Q1. [5] deep thorough-understanding
Rama, an agricultural labourer, remains trapped in debt with her landowner-employer despite working for him year after year. How could joining a Self Help Group change her situation? In your answer, address both the financial and non-financial benefits she could gain.
Generated by claude-sonnet-4-6 · 2026-06-26 13:25 · grounding rag
Model Answer
Rama is currently trapped in a debt cycle — borrowing from her landowner at 5% per month (60% per annum) and repaying through labour, which keeps her bound to him indefinitely.
Financial Benefits of joining an SHG:
- She can save small amounts (₹25–₹100/month) and borrow from the group at a lower interest rate than the landowner charges.

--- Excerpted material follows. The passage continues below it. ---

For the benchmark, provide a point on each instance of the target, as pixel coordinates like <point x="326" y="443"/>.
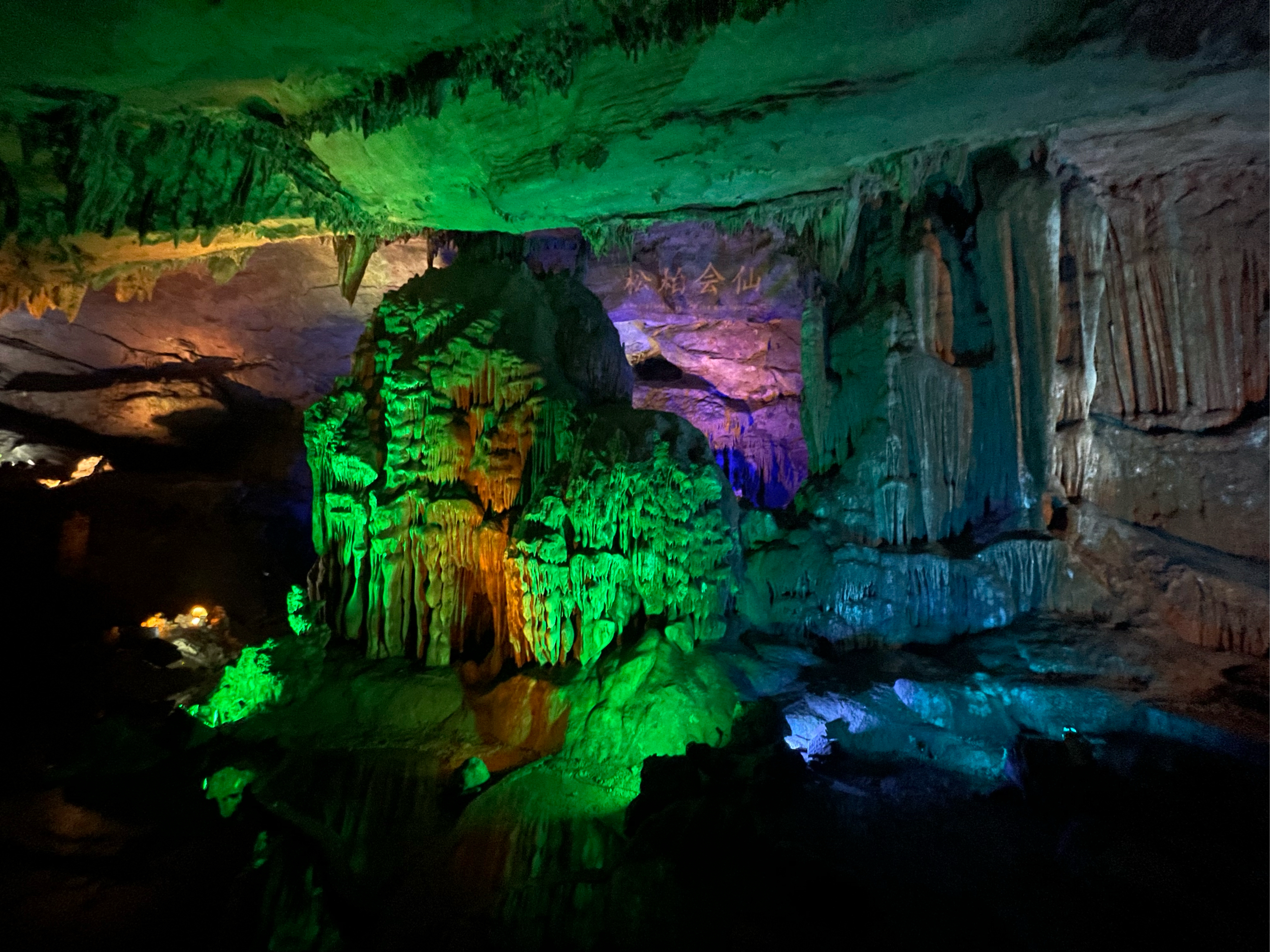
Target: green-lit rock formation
<point x="480" y="474"/>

- After regular savings for a year or two, the SHG becomes eligible for a bank loan — without collateral — which Rama cannot provide on her own.
- She could use loans to meet daily expenses, health emergencies, or even acquire productive assets (e.g., cattle, sewing machine), creating self-employment and reducing dependence on her employer.
Non-Financial Benefits:
- Regular group meetings provide a platform to discuss social issues such as health, nutrition, and domestic violence.
- SHGs make women financially self-reliant and build collective bargaining power, freeing Rama from the exploitative relationship with her landowner-employer.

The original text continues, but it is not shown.